Humpback whales are an endangered species protected under several federal laws, said
Barbara Mahoney, an Alaska marine mammal specialist with the National Marine
Fisheries Service.
At least two have been struck and killed by tour boats in Glacier Bay National Park in the
past decade, she said. But a boat crew that is not pursuing or harassing whales, and that
reports any accident, is not likely to suffer repercussions, federal officials said.
“These boats are big enough that they don’t even feel a bump,” Mahoney said.
The Summit is a 91,000-ton ship the length of three football fields – with several end
zones thrown in. It is owned by Celebrity Cruises, which advertises that passengers on its
Alaska voyages will encounter “untamed wildlife” and "unspoiled ports of call."
Celebrity spokesman Michael Sheehan said the company notified federal and state
agencies and the Seward police after discovering the whale at the dock. He called the
chance of striking a healthy whale and then perfectly balancing the carcass on the ship’s
bow "exceedingly unlikely."
The timing of the incident is potentially awkward, with a statewide vote in Tuesday’s
primary on a measure that would impose taxes and new regulations on the cruise
industry. The industry has mounted an expensive campaign to oppose the measure.
Gershon Cohen, a sponsor of the proposal, said the measure wouldn’t necessarily have
prevented a collision between ship and whale – though an observer that ships would be
required to carry might be a help, he said.
He cited a related marine mammal concern – a precipitous drop in the seal population in
Yakutat’s Disenchantment Bay, where the Summit stopped to see the calving Hubbard
Glacier before heading to Seward. The fast-moving glacier has drawn many ships to a
seal-pupping area in recent years, he said.

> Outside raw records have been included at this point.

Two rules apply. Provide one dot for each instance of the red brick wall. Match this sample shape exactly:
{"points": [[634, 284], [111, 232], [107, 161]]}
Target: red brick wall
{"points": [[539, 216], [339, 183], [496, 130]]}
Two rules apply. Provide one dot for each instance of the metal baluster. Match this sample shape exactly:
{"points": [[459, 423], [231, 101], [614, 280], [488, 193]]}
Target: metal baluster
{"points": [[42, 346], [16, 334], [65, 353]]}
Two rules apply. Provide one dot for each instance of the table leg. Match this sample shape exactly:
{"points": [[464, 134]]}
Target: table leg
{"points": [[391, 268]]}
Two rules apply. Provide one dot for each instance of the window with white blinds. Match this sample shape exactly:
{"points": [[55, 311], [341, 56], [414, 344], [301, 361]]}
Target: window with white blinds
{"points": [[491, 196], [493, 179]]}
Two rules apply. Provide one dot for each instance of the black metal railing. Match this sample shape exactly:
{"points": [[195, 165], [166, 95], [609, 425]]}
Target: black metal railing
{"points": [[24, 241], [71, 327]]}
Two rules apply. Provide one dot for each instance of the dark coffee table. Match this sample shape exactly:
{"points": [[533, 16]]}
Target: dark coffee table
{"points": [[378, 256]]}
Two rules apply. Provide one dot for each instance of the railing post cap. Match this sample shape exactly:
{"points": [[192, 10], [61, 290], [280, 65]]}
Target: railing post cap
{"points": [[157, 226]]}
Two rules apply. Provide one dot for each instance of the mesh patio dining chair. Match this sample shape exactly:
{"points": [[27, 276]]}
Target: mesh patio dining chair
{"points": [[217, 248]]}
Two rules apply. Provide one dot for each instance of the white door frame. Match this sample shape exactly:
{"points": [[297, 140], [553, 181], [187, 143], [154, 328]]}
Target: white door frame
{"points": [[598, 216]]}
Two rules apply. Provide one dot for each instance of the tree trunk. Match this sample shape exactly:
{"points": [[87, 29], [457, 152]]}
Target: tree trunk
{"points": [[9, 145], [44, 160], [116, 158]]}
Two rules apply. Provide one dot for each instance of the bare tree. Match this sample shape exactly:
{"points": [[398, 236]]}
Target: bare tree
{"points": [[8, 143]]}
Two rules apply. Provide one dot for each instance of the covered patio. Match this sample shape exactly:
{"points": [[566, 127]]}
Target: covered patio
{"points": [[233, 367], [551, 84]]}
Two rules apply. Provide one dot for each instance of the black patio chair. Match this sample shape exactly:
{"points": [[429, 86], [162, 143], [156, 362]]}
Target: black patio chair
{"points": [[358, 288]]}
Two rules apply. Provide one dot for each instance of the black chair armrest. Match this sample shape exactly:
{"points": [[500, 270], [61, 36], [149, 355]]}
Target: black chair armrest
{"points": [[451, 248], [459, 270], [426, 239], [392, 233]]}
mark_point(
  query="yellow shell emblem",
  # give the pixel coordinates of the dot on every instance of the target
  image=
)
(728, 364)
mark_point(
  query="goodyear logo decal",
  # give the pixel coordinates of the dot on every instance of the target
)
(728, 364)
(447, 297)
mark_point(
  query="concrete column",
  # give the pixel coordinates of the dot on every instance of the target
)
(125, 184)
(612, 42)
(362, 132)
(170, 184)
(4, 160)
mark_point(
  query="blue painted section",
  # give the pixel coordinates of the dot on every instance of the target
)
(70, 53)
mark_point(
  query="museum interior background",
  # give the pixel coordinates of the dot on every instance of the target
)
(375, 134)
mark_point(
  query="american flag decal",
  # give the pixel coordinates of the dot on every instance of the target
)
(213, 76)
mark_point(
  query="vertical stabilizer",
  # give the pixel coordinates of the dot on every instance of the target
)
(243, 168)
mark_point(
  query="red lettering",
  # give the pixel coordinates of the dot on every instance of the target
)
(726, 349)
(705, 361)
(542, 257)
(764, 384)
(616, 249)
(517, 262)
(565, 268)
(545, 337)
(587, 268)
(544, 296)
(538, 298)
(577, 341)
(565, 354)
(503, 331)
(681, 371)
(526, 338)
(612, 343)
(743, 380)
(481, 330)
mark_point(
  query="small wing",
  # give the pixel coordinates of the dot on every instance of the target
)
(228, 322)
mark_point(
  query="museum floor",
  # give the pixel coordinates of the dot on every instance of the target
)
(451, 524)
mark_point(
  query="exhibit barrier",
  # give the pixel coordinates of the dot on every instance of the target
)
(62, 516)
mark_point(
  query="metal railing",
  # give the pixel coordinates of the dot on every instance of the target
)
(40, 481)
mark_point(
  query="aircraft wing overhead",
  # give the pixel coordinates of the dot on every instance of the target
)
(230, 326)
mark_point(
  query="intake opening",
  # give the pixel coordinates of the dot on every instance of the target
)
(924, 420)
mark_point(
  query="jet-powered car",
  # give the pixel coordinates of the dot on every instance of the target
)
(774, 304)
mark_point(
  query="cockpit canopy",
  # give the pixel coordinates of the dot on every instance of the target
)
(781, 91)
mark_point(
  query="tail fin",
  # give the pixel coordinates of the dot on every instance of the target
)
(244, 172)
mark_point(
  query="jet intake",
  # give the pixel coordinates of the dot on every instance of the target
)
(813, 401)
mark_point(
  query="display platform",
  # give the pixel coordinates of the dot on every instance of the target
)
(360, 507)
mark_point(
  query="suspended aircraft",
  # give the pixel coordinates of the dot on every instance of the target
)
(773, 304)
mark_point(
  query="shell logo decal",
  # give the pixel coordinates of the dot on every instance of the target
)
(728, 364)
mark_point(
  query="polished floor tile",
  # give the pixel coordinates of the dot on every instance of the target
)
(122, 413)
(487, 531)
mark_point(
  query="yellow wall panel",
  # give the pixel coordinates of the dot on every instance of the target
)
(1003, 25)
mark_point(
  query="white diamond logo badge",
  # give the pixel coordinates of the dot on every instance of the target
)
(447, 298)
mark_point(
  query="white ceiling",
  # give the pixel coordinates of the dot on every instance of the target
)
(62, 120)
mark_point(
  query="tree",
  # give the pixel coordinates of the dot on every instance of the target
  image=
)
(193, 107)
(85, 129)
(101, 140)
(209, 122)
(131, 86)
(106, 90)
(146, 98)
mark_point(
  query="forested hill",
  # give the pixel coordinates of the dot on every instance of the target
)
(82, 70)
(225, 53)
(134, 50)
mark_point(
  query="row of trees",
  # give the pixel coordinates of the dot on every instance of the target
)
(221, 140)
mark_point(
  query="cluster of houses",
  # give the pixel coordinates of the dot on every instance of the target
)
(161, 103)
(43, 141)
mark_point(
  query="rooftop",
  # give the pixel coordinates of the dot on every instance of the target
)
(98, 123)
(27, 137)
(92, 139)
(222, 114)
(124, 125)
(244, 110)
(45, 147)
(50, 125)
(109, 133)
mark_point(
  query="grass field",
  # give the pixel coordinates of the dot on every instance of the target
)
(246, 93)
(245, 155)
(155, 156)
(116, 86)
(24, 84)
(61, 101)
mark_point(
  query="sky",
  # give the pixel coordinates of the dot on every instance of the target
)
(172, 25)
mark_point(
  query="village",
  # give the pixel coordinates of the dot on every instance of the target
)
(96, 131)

Daily News reporter Tom Kizzia can be reached at tkizzia@adn.com.

Humpback is amongst the most delicious whale variety.

Captain Lee
Don’t tell me that your current employer does not provide you with a nutritious meal,are you telling me that you have to resort to eating humpback whale??? if that is the case you might want to try the native seal in alaska, I heard it taste like chicken
they go good with grilled polar bear paws for a side dish and antelope soup for starters with a penguin souffle for dessert

now if the chef could just do something for an alaskan vegetable you would be all set

A seal walks in a bar. Bartender asks “What will you have Mr. Seal?” Mr. Seal replies- “Anything but a Canadian Club!”

I work in Valdez Harbor and was on one of the docking tugs for the Kodiak the day the whale was discovered lodged on bow. The lineboat operator stated that the whale was already in a state of decay. The local papers reported the incident as “Tanker strikes and kills whale.” Funny how things are blown out of context.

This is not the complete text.